Майор с автоматчиками ушли далеко: все забирали карты. С головы колонны зашли два автоматчика из стоявших на улице, и у каждого немца стали требовать:
– Ур! Ур! (Часы).
Один немец сердито сунул им часы. Колонна зашумела. Их начальник закричал:
– Комендант!
И автоматчиков наших забрали и вывели из колонны.
Совсем рассвело. Покрапывал мелкий дождь. Подошел старшина:
– Еланцев, сейчас подойдет трактор, я дам людей – поедете, заберете оставшиеся не расстрелянные снаряды.
Подошел трактор, подцепили тележку. Проехали два квартала – повернули вправо, в улицу, в тупик.
Открылось то, что я никогда не видел – глазам своим не верил. Здесь стояла мертвая боевая техника: танки, самоходки, полевые пушки – наши, немецкие. Побито, покорежено, обгорело. Вот, думаю, где была настоящая война!
Кое-как проехали туда, где лежали ящики со снарядами сбросали их в тележку, выехали на улицу, где стояла колонна немцев. Гражданские немцы рубили мясо убитых лошадей, галдели. Их было три группы.
Когда приехали туда, где стоит наша техника, пленных уже не было. Только смеялись наши ребята, что не больно мило было немцам, когда командовал майор – по национальности еврей!
И как горды были наши солдаты, видя перед собой обезоруженного ненавистного врага, принесшего столько лишений, горя и унесшего столько жизней наших товарищей!
Как говорится, дело сделано, можно и домой – с победой! Гордые, веселые бойцы возвращались с прямой наводки 2-го мая 1945 года.
Пушки поставили на окраину аэропорта Темпельгоф. Через дорогу стояли четырехэтажные дома, где жили немецкие летчики.
В тот же день организовали баню в полуразрушенном заводском складе. Нагрели воды в бочке без верхнего дна. Баня была холодная, так как одной стены совсем не было: снесена взрывом. Белье выбирали сами в немецком складе.
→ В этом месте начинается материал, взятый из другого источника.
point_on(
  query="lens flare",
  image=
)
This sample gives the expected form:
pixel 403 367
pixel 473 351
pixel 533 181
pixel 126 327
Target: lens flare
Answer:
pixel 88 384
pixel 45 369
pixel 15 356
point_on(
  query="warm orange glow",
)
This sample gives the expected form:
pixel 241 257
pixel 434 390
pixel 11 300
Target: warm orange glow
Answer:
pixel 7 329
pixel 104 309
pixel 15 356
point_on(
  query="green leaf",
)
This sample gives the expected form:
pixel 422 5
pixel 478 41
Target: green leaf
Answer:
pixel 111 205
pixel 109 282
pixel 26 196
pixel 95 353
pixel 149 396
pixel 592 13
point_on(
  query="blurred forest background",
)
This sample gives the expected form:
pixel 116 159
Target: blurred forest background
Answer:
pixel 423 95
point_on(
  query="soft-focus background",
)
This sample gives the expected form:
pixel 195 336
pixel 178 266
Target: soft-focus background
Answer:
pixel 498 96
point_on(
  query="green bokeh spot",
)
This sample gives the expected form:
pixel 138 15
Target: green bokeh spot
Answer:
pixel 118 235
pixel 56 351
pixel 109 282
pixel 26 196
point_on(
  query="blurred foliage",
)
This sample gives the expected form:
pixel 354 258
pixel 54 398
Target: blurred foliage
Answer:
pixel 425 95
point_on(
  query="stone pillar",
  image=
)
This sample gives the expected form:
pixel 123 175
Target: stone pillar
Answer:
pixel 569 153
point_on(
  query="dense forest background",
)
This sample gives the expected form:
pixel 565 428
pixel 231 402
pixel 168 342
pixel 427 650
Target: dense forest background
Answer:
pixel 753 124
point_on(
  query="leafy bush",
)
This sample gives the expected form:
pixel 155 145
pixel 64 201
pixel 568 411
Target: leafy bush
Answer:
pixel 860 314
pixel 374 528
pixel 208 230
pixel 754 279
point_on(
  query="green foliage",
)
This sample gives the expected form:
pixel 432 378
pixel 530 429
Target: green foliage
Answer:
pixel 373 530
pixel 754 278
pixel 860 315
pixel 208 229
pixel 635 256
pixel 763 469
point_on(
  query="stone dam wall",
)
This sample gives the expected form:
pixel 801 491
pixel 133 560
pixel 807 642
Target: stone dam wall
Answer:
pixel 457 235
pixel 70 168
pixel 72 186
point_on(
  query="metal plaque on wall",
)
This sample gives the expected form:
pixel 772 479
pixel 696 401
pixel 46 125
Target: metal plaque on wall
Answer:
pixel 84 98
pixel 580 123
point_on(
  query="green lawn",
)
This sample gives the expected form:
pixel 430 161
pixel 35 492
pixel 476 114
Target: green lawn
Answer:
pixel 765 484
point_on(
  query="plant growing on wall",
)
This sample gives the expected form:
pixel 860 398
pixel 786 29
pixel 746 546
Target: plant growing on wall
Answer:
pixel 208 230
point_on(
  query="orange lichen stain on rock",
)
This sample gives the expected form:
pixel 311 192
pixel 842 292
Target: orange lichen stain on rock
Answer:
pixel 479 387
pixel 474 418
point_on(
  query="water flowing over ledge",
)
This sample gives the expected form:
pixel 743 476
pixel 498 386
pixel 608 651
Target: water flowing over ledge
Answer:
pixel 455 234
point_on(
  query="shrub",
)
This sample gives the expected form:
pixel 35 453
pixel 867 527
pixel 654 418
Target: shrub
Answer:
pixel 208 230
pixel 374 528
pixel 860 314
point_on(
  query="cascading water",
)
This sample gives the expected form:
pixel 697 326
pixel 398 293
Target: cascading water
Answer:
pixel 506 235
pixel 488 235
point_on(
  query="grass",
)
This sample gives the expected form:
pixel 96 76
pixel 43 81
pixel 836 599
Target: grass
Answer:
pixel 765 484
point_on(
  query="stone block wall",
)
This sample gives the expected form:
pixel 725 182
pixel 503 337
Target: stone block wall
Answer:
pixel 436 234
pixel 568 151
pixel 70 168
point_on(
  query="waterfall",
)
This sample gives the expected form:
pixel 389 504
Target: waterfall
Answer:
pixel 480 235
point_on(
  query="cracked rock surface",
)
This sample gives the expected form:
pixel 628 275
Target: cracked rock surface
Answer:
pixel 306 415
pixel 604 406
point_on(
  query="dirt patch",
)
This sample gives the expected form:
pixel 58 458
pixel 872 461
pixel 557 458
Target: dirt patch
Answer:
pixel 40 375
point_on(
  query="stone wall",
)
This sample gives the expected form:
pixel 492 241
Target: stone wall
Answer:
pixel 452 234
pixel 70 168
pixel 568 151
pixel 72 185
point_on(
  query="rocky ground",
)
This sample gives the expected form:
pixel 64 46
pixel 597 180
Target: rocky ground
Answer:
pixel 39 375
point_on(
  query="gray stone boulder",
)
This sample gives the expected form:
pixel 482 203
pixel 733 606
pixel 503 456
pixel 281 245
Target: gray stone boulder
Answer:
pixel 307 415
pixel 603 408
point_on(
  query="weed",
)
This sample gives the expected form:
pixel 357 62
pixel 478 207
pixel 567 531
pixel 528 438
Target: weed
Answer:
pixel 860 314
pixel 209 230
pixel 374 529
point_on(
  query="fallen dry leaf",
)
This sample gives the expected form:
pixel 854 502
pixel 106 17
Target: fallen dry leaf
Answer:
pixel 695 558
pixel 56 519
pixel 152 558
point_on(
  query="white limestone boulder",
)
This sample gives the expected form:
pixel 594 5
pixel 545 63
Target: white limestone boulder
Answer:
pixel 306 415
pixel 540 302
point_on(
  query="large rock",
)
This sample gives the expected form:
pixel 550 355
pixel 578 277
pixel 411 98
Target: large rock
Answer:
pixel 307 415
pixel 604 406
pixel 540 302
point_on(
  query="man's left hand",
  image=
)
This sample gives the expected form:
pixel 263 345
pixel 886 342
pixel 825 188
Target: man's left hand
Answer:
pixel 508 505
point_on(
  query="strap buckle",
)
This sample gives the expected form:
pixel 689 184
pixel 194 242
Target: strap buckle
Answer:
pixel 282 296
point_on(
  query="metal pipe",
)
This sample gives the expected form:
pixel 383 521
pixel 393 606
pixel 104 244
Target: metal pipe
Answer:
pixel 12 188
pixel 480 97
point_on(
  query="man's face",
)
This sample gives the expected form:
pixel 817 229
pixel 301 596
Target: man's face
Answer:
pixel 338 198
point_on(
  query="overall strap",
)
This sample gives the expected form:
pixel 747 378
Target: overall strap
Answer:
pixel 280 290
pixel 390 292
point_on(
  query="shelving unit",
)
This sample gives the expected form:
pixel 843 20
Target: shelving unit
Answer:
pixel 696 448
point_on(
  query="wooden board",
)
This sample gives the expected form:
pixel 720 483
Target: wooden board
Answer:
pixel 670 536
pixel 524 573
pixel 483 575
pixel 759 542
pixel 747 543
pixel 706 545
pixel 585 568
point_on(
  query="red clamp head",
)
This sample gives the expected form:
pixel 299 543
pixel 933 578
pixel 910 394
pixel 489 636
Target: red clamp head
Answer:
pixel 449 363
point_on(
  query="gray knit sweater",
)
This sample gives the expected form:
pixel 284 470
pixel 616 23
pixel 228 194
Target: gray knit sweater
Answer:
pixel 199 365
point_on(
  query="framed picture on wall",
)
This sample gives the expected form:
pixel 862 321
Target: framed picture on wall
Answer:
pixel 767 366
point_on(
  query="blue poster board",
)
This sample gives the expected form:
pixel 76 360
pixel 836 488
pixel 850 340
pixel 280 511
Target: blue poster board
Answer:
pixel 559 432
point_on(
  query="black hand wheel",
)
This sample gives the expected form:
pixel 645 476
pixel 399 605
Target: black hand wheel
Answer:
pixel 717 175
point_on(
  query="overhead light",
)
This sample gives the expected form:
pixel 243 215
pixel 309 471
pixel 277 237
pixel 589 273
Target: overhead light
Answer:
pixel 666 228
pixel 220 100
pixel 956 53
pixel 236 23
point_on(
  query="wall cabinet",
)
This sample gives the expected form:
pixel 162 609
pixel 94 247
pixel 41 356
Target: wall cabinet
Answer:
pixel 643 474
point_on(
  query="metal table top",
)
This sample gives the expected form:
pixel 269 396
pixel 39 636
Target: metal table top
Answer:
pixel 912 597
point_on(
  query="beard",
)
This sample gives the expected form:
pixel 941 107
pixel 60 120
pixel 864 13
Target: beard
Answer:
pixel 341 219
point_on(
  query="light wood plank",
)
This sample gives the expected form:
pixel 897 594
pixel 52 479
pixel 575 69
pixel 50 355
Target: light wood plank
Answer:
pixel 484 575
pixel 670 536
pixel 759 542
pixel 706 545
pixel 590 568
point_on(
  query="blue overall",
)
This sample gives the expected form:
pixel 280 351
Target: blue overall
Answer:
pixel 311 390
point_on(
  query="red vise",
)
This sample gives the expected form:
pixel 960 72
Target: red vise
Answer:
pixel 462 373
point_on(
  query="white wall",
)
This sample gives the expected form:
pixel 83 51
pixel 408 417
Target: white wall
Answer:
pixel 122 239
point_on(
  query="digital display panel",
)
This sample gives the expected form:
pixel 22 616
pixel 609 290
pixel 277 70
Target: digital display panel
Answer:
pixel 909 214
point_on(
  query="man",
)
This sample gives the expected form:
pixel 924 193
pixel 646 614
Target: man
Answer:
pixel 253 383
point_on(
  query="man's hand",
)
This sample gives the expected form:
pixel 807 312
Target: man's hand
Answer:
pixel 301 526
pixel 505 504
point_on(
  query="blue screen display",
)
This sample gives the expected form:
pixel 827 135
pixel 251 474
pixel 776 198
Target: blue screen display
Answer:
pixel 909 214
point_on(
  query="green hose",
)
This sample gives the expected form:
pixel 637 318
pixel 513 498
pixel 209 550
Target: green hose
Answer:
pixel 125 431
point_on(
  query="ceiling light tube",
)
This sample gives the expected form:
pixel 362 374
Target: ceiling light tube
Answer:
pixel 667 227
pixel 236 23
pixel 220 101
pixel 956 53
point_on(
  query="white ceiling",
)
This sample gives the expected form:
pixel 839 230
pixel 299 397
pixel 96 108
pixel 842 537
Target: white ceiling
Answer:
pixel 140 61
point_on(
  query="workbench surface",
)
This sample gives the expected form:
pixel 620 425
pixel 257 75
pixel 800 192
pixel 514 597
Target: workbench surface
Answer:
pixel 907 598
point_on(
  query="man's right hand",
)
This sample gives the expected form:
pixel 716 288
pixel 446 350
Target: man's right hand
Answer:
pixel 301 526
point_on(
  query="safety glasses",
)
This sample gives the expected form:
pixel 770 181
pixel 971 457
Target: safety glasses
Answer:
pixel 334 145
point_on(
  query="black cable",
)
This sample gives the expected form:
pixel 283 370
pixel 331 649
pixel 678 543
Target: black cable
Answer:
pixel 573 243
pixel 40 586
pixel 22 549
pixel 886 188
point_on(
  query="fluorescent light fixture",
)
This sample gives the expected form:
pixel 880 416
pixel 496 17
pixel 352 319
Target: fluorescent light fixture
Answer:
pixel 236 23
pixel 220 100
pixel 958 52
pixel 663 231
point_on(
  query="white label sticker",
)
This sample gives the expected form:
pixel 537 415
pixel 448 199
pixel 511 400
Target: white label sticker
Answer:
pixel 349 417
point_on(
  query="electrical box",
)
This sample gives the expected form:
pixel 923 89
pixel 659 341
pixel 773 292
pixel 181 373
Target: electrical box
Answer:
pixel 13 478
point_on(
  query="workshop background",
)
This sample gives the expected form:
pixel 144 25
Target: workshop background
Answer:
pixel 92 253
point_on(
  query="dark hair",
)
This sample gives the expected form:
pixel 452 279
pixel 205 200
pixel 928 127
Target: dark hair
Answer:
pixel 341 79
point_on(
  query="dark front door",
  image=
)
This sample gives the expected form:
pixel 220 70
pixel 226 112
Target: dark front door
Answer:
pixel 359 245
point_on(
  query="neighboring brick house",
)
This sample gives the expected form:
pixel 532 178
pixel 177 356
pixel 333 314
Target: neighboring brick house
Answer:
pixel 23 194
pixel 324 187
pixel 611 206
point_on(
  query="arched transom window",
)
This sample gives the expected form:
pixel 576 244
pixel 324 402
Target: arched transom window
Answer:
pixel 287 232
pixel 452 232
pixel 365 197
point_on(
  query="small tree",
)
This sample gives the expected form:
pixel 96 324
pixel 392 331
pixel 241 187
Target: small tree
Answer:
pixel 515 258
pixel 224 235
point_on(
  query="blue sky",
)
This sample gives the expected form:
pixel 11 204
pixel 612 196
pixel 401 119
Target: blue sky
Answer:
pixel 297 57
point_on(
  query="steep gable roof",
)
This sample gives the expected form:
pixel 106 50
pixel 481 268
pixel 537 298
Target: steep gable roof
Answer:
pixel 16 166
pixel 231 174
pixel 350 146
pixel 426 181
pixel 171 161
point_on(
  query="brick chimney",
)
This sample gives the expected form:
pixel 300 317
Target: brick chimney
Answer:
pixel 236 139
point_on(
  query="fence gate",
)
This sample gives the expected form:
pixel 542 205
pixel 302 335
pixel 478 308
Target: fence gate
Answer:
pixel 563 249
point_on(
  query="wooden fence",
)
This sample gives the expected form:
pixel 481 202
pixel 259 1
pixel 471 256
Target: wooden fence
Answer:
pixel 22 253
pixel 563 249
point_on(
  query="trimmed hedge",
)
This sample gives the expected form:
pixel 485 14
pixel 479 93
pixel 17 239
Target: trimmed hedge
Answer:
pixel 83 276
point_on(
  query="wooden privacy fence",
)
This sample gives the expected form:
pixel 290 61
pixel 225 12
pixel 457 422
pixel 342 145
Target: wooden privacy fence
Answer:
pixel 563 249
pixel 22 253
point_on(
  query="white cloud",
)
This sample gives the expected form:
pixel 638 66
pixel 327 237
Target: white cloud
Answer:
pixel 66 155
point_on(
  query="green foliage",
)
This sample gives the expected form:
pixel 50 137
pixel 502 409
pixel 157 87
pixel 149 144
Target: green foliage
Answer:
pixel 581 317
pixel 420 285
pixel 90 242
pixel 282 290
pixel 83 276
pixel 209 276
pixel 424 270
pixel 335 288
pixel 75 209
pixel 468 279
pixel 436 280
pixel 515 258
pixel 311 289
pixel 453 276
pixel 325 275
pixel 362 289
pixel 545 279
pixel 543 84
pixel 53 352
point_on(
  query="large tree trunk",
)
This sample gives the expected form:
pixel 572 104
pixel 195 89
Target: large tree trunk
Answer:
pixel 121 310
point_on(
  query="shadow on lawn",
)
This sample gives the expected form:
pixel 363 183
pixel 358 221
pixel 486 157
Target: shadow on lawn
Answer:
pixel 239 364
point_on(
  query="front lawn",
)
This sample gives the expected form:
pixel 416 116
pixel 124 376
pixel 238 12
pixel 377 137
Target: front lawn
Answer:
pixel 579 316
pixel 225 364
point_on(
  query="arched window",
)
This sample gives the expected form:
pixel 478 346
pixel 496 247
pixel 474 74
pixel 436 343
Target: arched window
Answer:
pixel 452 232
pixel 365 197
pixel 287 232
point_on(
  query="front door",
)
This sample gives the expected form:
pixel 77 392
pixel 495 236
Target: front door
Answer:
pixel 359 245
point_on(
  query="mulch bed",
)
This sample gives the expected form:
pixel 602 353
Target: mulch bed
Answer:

– Вышла амнистия, - смеялись бойцы. Раньше нам не давали брать вещи у немцев. А брать было чего! Что солдат принесет – выбрасывали совсем с мешком. Сейчас же что солдат приобрел, все мог увезти домой или выслать посылкой.
3 мая.
Зачитали приказ товарища Сталина о взятии Берлина. Батарея была выстроена во дворе дома, узком, как колодец.
4 мая.
Перебрались на окраину города, в район разрушенного авторемонтного завода. Для жилья приспособили умывальник. На дворе валялись железяки. Среди них нашли резиновые дубинки: немцы ими били работавших пленных. Набрали на заводе стекла, гвоздей, тесу, толя. Заменили изломанные тракторные тележки на более новые, с помощью распылителей покрасили их зеленой краской. Сквозь краску проглядывали старые названия владельца завода «Эрик».
6 мая.
Прощай, Берлин! Совершали марш по Берлину колонной дивизиона. Проехали улицу Герман-штрассе. Едем к центру. Улица Адальберт-штрассе. Местами разрушено метро. В одном из входов в метро загнано два немецких танка. Улица Адмирал-штрассе. Едем где-то недалеко от рейхстага. Комбат и двое красноармейцев бывали в рейхстаге, заходили в подземелье, где гитлеровцы отсиживались, как барсуки. А вот сейчас мы с ребятами не видим здания. Знаем твердо, что бункер от нашего пути влево. Вот и река Шпрее. Здесь она широкая, в дамбах. Вот так и хочется ей выплеснуться из берегов! В воде торчат затопленные пароходы. Другие стоят на якоре.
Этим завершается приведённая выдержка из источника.